First, we want to check if the theme already uses the hooks ‘enqueue_block_editor_assets’ and / or ‘enqueue_block_assets’. If they are already used, we want to extend the functions and add our code to them, instead of using the hooks twice.

To illustrate this with an example, the theme Twenty Nineteen uses the following code to add extra styles:

/**
 * Enqueue supplemental block editor styles.
 */
function twentynineteen_editor_customizer_styles() {

	wp_enqueue_style( 'twentynineteen-editor-customizer-styles', get_theme_file_uri( '/style-editor-customizer.css' ), false, '1.1', 'all' );

	if ( 'custom' === get_theme_mod( 'primary_color' ) ) {
		// Include color patterns.
		require_once get_parent_theme_file_path( '/inc/color-patterns.php' );
		wp_add_inline_style( 'twentynineteen-editor-customizer-styles', twentynineteen_custom_colors_css() );
	}
}
add_action( 'enqueue_block_editor_assets', 'twentynineteen_editor_customizer_styles' );

What we want to do is enqueue our JavaScript file (block-style.js) inside the function twentynineteen_editor_customizer_styles(). This will save us the effort of creating our own function. 🙂

/**
 * Enqueue supplemental block editor styles.
 */
function twentynineteen_editor_customizer_styles() {

	wp_enqueue_style( 'twentynineteen-editor-customizer-styles', get_theme_file_uri( '/style-editor-customizer.css' ), false, '1.1', 'all' );

	if ( 'custom' === get_theme_mod( 'primary_color' ) ) {
		// Include color patterns.
		require_once get_parent_theme_file_path( '/inc/color-patterns.php' );
		wp_add_inline_style( 'twentynineteen-editor-customizer-styles', twentynineteen_custom_colors_css() );
	}

	wp_enqueue_script( 'slug-block-styles-script', get_theme_file_uri( '/js/block-styles.js' ), array( 'wp-blocks', 'wp-i18n' ) );
	wp_set_script_translations( 'slug-block-styles-script', 'text-domain' );
}
add_action( 'enqueue_block_editor_assets', 'twentynineteen_editor_customizer_styles' );

To recap, we are:

  • Adding the block-styles.js which adds the style options to the WordPress editor.
  • Adding an array of existing block editor scripts that we need to include for our code to work:
    wp-blocks, for the block itself, and wp-il8n, for the translation function.
  • Enabling the translations with wp_set_script_translations, the script name, and the text domain.

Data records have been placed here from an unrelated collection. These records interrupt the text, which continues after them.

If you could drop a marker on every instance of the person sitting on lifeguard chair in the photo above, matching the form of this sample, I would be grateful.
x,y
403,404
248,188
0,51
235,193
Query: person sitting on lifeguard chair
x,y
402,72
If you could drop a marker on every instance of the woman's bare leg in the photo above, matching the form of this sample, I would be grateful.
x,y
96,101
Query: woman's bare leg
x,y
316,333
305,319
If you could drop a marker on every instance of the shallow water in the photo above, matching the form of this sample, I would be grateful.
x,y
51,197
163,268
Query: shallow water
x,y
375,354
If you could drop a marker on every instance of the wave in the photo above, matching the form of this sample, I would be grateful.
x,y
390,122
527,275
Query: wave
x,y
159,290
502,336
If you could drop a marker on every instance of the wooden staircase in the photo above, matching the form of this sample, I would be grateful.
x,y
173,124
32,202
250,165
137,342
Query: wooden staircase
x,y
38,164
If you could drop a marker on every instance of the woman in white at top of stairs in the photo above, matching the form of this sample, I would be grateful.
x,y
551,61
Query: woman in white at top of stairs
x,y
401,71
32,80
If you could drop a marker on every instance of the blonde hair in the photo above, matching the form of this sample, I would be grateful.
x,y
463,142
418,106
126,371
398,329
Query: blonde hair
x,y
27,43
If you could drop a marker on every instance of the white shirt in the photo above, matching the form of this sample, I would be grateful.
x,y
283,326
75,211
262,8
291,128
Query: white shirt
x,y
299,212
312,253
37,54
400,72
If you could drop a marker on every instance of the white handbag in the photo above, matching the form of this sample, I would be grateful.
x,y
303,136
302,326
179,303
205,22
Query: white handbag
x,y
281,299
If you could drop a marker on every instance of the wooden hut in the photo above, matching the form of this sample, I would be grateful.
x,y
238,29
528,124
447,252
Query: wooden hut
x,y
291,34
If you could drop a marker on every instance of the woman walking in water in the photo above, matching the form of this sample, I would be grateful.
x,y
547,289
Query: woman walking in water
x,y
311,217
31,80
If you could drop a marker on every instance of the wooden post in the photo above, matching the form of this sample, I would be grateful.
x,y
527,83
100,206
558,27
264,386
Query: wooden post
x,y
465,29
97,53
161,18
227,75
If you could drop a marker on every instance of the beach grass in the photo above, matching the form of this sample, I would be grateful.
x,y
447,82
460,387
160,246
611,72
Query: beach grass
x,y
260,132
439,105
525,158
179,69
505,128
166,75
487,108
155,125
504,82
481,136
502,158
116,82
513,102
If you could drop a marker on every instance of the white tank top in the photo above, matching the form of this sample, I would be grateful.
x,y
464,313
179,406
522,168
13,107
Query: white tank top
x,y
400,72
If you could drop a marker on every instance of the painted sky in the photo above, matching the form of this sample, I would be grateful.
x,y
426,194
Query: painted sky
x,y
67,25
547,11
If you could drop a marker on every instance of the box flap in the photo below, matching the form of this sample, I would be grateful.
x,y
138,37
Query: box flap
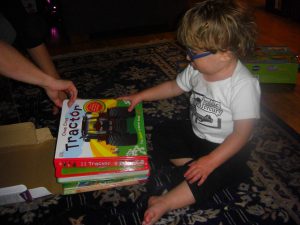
x,y
17,134
29,162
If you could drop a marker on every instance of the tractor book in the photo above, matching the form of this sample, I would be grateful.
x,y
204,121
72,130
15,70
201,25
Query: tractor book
x,y
99,136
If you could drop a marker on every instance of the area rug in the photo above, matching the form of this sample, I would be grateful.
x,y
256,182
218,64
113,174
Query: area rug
x,y
269,196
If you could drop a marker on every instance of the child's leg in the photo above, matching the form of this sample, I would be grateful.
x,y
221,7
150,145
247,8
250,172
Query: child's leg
x,y
178,197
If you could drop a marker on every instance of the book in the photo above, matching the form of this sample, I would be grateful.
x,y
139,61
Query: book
x,y
103,176
100,136
94,185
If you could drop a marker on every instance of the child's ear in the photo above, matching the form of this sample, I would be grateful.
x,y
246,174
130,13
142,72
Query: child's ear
x,y
226,56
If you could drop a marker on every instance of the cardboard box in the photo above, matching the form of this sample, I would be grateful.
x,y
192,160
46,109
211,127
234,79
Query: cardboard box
x,y
273,65
26,157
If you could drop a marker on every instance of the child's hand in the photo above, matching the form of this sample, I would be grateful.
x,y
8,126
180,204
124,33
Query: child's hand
x,y
199,170
134,100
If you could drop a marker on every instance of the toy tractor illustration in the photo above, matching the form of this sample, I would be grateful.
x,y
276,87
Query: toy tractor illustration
x,y
115,127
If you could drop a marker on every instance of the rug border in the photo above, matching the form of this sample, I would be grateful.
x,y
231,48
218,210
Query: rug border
x,y
291,131
123,46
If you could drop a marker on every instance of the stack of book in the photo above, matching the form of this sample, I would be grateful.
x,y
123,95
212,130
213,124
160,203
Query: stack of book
x,y
100,145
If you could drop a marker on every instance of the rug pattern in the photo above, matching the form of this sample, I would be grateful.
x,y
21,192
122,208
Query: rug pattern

There is more than one way to add the styles

We still need to add our custom CSS, and there is more than one way to do this.

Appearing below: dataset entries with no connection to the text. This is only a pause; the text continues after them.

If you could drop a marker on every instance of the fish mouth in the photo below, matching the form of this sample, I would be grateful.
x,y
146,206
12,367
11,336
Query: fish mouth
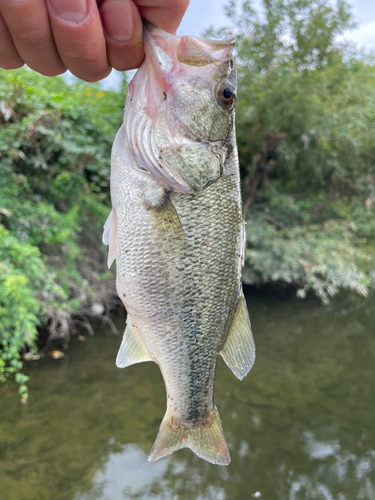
x,y
189,50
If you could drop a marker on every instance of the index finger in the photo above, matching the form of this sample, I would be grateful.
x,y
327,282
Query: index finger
x,y
163,14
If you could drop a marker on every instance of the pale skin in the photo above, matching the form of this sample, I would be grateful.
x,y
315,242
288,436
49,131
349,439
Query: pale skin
x,y
87,37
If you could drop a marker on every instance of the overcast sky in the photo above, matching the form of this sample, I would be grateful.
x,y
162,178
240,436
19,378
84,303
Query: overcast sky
x,y
202,14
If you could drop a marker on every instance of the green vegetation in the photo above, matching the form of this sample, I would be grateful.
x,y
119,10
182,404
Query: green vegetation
x,y
306,129
305,123
55,143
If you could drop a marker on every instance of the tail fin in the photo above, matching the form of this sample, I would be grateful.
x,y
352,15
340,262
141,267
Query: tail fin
x,y
207,441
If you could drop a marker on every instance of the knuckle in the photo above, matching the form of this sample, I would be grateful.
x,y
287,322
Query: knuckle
x,y
95,77
38,38
49,71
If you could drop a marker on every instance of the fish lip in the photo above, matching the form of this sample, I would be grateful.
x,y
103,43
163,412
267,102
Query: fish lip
x,y
208,45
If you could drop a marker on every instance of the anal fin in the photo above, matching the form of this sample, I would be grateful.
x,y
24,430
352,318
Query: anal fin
x,y
239,349
132,349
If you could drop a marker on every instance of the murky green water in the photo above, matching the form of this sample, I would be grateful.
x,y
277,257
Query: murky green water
x,y
301,426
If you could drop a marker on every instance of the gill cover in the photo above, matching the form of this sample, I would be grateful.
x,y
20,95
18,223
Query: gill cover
x,y
175,122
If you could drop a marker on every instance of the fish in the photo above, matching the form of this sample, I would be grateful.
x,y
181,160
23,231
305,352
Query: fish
x,y
177,232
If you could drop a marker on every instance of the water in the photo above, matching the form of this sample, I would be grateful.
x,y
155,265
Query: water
x,y
301,426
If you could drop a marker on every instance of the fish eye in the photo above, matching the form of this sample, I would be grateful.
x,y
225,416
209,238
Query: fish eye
x,y
226,95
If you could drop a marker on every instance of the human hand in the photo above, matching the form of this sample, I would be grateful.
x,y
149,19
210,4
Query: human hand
x,y
88,37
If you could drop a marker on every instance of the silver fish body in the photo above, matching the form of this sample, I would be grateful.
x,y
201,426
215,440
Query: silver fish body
x,y
177,233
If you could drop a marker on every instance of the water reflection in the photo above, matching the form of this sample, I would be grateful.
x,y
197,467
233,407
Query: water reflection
x,y
301,426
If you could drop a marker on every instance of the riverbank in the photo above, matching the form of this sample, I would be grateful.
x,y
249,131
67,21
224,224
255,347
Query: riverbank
x,y
300,425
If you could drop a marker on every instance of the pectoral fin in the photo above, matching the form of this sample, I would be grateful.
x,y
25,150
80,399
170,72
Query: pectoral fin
x,y
132,349
110,236
168,228
239,348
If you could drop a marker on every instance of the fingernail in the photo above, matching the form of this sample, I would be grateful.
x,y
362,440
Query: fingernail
x,y
74,11
117,19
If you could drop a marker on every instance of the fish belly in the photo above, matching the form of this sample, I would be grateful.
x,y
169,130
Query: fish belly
x,y
180,290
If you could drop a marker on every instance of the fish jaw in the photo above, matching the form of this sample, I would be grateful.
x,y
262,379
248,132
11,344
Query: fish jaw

  • You can enqueue your CSS file (which only contains the custom block styles) with the ‘enqueue_block_assets’ hook, as we did in the previous example.
  • If your theme is already using ‘enqueue_block_editor_assets’ to include styles for the editor, you have the option to add your CSS to your themes existing .css files. This means that you have to add the styles twice: Once in the file that is used for the editor, and once for the front end.

Which option to choose depends on the size of the CSS. In this example we are only adding two styles, so the second option might be better since we are avoiding the additional http request. But if the file is larger, -or if you really don’t want to have to repeat yourself, the first option might be better.